Sawbridgeworth mum describes flood devastation in Germany as she waits for daughter to have life-changing operation
A mum has described the horrific scenes of devastation in flood-hit Germany after she took her daughter to the country for a life-changing operation.
Suzanne Kingston, of Sawbridgeworth, launched a fundraising drive to help pay for an op for 16-year-old daughter Holi to correct a curvature in her spine caused by scoliosis.
With the money raised after the community rallied round, she left with Holi for Germany, but a day after arriving last Monday (July 12), the rain began falling. By Wednesday (July 14) the power went off and there followed "a relentless cloud burst" which Suzanne said went on for two days.
The states of North Rhine-Westphalia and Rhineland Palatinate in the west of Germany were devastated by the worst flooding in decades, which saw whole villages destroyed and left more than 160 people dead.

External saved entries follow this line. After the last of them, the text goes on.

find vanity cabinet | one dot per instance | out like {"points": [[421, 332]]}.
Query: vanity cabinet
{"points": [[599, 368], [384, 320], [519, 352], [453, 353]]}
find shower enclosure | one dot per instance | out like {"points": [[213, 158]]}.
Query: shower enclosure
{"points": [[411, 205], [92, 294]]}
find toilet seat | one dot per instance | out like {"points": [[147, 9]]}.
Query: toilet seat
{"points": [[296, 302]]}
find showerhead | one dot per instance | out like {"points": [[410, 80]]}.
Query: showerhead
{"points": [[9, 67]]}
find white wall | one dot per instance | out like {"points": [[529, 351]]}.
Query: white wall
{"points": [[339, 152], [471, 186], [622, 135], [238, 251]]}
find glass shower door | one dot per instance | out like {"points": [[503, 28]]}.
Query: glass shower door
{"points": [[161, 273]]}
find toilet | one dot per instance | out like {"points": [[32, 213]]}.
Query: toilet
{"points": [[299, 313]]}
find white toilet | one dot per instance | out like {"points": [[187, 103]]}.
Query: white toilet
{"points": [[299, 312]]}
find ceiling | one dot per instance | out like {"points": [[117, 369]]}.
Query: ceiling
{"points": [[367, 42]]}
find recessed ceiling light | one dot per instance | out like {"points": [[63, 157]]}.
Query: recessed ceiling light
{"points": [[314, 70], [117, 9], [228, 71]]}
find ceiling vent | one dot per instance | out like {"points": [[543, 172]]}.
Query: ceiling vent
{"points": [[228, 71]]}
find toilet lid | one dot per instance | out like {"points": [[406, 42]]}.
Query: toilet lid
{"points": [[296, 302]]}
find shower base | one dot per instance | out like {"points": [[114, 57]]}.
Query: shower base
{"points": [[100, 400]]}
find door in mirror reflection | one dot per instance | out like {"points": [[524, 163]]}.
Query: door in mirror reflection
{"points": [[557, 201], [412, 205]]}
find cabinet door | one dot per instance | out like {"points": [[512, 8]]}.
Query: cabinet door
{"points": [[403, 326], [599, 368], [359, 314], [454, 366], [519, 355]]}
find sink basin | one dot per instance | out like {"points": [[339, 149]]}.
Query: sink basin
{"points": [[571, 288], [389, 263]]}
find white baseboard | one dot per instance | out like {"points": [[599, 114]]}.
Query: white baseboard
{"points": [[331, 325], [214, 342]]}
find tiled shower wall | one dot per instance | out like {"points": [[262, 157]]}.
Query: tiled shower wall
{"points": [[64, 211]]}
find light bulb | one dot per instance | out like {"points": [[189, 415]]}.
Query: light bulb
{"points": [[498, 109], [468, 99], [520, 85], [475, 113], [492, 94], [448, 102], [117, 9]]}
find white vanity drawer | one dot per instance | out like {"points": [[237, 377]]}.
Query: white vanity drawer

In a message to the Indie Suzanne said: "We ventured onto the street on Wednesday night – portions of the hillside had been washed away and the river was huge and raging. Someone’s house was underwater."
When they went out on Thursday they saw the town was "ruined".
"Apparently the river had exploded down the high street at a depth of about 10 feet," she said. "Cars, bridges and even houses had been washed away.
"Already, though, people were out in force with diggers and tractors, trying to make sense of their flooded homes. Everything was filthy and broken."
Suzanne said the town in North Rhine-Westphalia where they were staying was heavily forested and much of the local industry is woodcutting.
"Wood had been snatched up by the raging water and deposited in great muddy heaps all over the town, adding to the chaos," said Suzanne.
"I saw gaps where pavements had been, trees ripped out of the ground, brick walls that had been lifted whole and carried away."
Suzanne sent a message to the Indie on Tuesday (July 20), when the sun was now out.
"As I sit here I can hear the clearing-up continuing below and helicopters still fly over regularly," she said.
"We're still waiting for drinking water and WiFi but we consider ourselves lucky.
"Our hearts go out to the poor local people who have months, if not years, of work ahead of them."
The family decided to take her to Germany to have it as it was not available on the NHS and was more expensive to have it privately in the UK.
With help from the community, £33,000 was raised to fund the op, but the family were hit with additional coronavirus costs due to the worsening situation both in Germany and the UK.